The static magnetic field generating magnet 102 functions as a “static magnetic field generating device” of the present disclosure. The static magnetic field generating magnet 102 generates a uniform static magnetic field in each of a direction orthogonal to a body axis of the subject S in a case of a vertical magnetic field method and a body axis direction in a case of a horizontal magnetic field method. The static magnetic field generating magnet 102 includes a static magnetic field generating source of a permanent magnet type, a normal conducting type, or a superconducting type. The static magnetic field generating source is disposed around the subject S.
The gradient magnetic field coil 103 and the gradient magnetic field power supply 104 function as a “gradient magnetic field generating device” of the present disclosure. The gradient magnetic field coil 103 is a coil wound in three-axis directions of X, Y, and Z, which are a real space coordinate system (stationary coordinate system) of the MRI apparatus 100. Each gradient magnetic field coil is connected to the gradient magnetic field power supply 104 and is supplied with a current. Specifically, the gradient magnetic field power supply 104 of each gradient magnetic field coil is driven in accordance with a command from the measurement control unit 111 and supplies a current to each gradient magnetic field coil. As a result, gradient magnetic fields Gx, Gy, and Gz are generated in the three-axis directions of X, Y, and Z.

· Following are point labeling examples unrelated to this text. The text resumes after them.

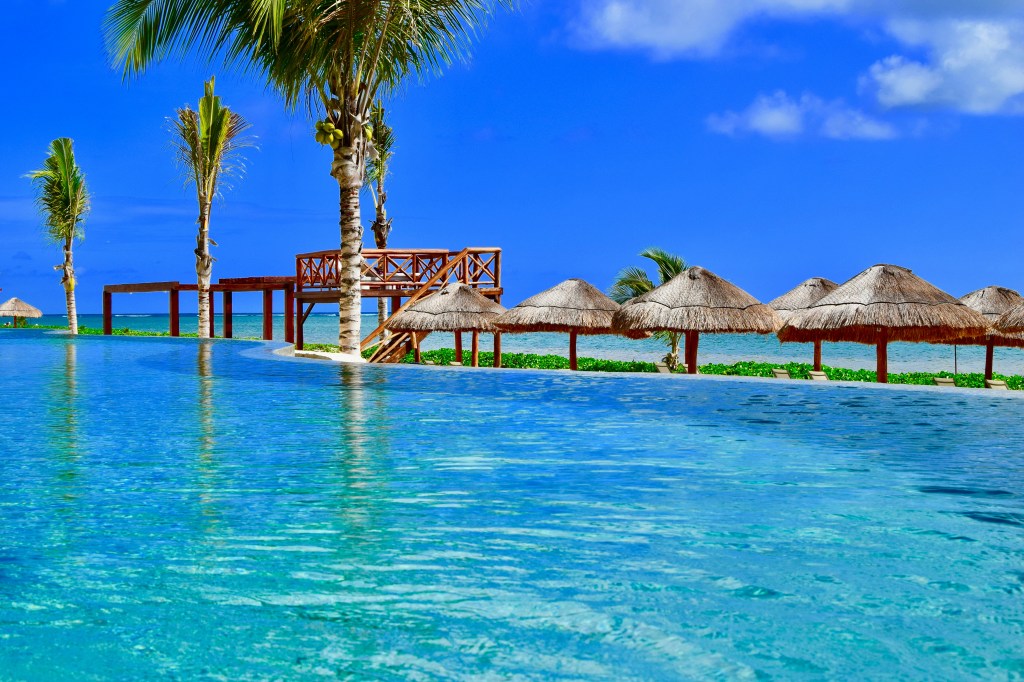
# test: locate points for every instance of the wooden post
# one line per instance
(692, 339)
(228, 328)
(108, 312)
(175, 329)
(882, 359)
(213, 328)
(267, 314)
(289, 313)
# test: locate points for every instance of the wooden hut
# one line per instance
(696, 301)
(882, 304)
(573, 306)
(803, 296)
(456, 307)
(992, 302)
(19, 310)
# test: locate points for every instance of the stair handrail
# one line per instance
(417, 295)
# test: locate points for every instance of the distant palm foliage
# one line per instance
(208, 144)
(337, 56)
(64, 202)
(634, 281)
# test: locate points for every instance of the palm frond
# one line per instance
(61, 195)
(629, 284)
(669, 265)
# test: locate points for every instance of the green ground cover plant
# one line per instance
(536, 361)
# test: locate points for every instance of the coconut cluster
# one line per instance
(328, 134)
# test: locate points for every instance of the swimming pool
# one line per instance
(176, 510)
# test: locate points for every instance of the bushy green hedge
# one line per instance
(801, 371)
(532, 361)
(743, 369)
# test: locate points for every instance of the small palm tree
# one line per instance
(634, 282)
(64, 202)
(338, 56)
(378, 168)
(207, 144)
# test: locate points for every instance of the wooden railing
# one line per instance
(438, 279)
(394, 271)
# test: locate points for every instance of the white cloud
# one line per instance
(675, 28)
(779, 117)
(963, 55)
(974, 67)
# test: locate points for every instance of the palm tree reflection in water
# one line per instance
(207, 462)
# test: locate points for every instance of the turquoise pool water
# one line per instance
(170, 510)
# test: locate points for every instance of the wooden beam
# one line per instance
(141, 288)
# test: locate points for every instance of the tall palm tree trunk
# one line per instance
(382, 227)
(204, 268)
(347, 170)
(68, 281)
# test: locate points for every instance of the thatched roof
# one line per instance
(697, 300)
(803, 296)
(571, 306)
(885, 301)
(15, 307)
(993, 302)
(456, 307)
(1012, 322)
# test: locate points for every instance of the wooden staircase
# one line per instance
(396, 346)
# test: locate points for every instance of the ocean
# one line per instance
(714, 348)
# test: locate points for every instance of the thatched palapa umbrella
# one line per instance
(803, 296)
(882, 304)
(992, 302)
(573, 306)
(695, 301)
(456, 307)
(18, 309)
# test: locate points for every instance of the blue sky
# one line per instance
(768, 140)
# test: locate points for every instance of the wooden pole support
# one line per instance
(267, 314)
(692, 340)
(882, 360)
(289, 313)
(108, 312)
(175, 328)
(213, 328)
(228, 326)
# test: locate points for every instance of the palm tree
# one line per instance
(64, 202)
(634, 282)
(207, 144)
(378, 167)
(338, 56)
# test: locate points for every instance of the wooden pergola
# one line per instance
(226, 288)
(404, 275)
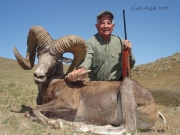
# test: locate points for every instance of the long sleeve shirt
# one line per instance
(104, 59)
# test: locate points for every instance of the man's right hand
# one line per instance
(73, 75)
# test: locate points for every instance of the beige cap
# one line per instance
(108, 13)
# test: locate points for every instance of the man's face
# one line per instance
(105, 26)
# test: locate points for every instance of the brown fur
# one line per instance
(100, 103)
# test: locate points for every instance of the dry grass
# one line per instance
(18, 94)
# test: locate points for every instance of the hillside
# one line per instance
(163, 73)
(18, 94)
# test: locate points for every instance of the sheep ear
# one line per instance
(66, 60)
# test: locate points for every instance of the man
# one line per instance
(104, 52)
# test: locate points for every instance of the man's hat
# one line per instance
(108, 13)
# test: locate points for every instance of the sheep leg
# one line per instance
(128, 105)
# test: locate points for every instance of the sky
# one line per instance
(153, 26)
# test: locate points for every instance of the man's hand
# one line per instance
(127, 45)
(73, 75)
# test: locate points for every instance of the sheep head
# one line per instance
(50, 54)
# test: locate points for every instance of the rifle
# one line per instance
(125, 56)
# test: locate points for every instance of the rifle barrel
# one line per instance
(125, 33)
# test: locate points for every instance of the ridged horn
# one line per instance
(37, 36)
(74, 44)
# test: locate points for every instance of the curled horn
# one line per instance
(74, 44)
(37, 36)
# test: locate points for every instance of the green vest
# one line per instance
(104, 59)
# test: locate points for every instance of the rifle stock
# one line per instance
(125, 56)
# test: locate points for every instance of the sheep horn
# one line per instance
(74, 44)
(37, 36)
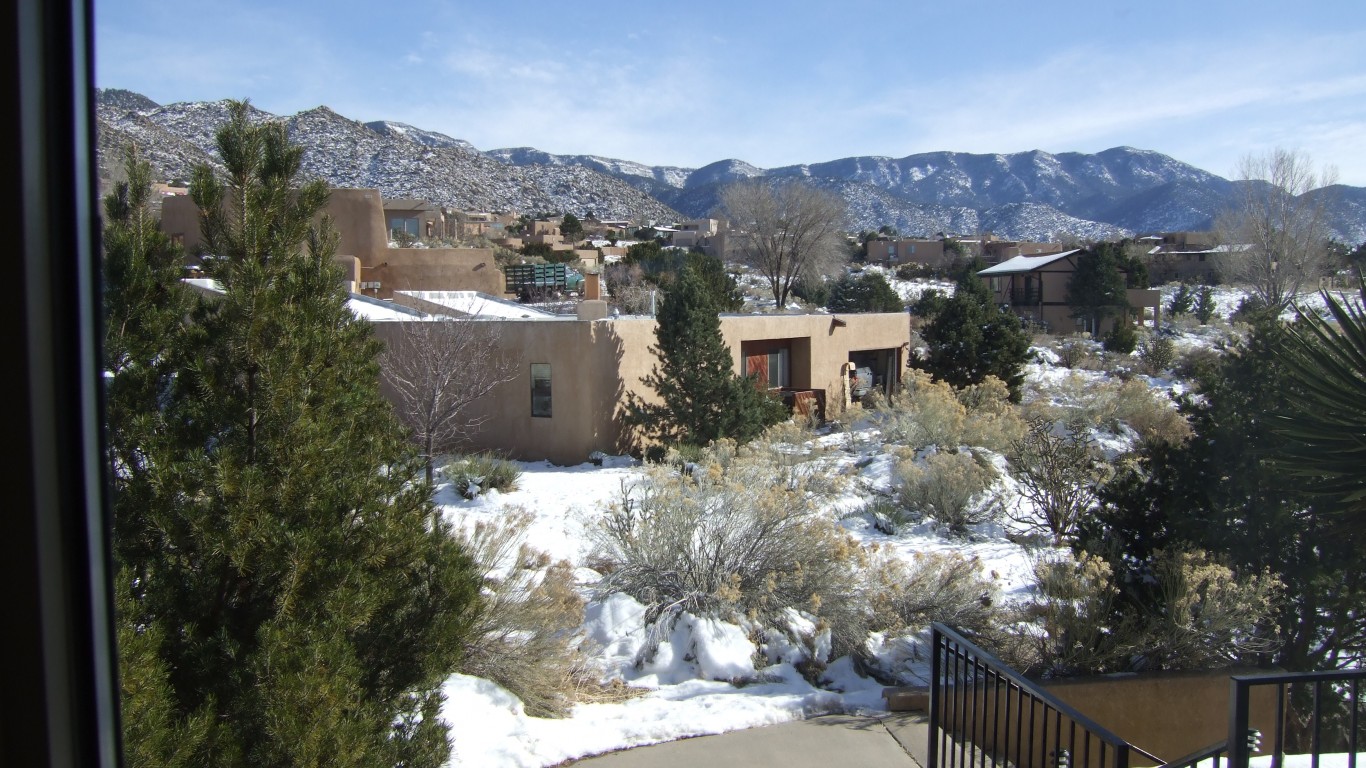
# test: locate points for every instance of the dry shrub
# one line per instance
(1157, 353)
(1071, 629)
(1197, 362)
(1059, 472)
(481, 472)
(525, 632)
(932, 588)
(1185, 611)
(1077, 351)
(795, 435)
(924, 413)
(929, 413)
(1208, 615)
(741, 536)
(1150, 414)
(1083, 403)
(993, 421)
(950, 487)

In a case of imaging a two-dimensional slice plane, a slice gradient magnetic field pulse (Gs) is applied in a direction orthogonal to a slice plane (imaging cross-section) to set the slice plane for the subject S, and a phase encoding gradient magnetic field pulse (Gp) and a frequency encoding (readout) gradient magnetic field pulse (Gf) are applied in the remaining two directions, which are orthogonal to the slice plane and orthogonal to each other, thereby encoding position information in each direction into the nuclear magnetic resonance signal (echo signal).
The shim coil 105 and the shim power supply 106 function as a “compensation magnetic field generating device” of the present disclosure that corrects static magnetic field inhomogeneity. The shim coil 105 is composed of a coil that can generate a magnetic field having a spatial distribution that follows the first-order gradient magnetic field and zero-order or higher spherical harmonic functions such as Z², XY, ZY, or XZ. The shim coil 105 is connected to the shim power supply 106 and generates a magnetic field in order to improve static magnetic field homogeneity by using a compensation current supplied from the shim power supply 106.
The gradient magnetic field coil 103 may also be used as the compensation magnetic field generating device for the first-order gradient magnetic field. In this case, the gradient magnetic field power supply 104 supplies a compensation current for generating a correction magnetic field to the gradient magnetic field coil 103, with the compensation current superimposed on a gradient magnetic field current for imparting the above-mentioned position information.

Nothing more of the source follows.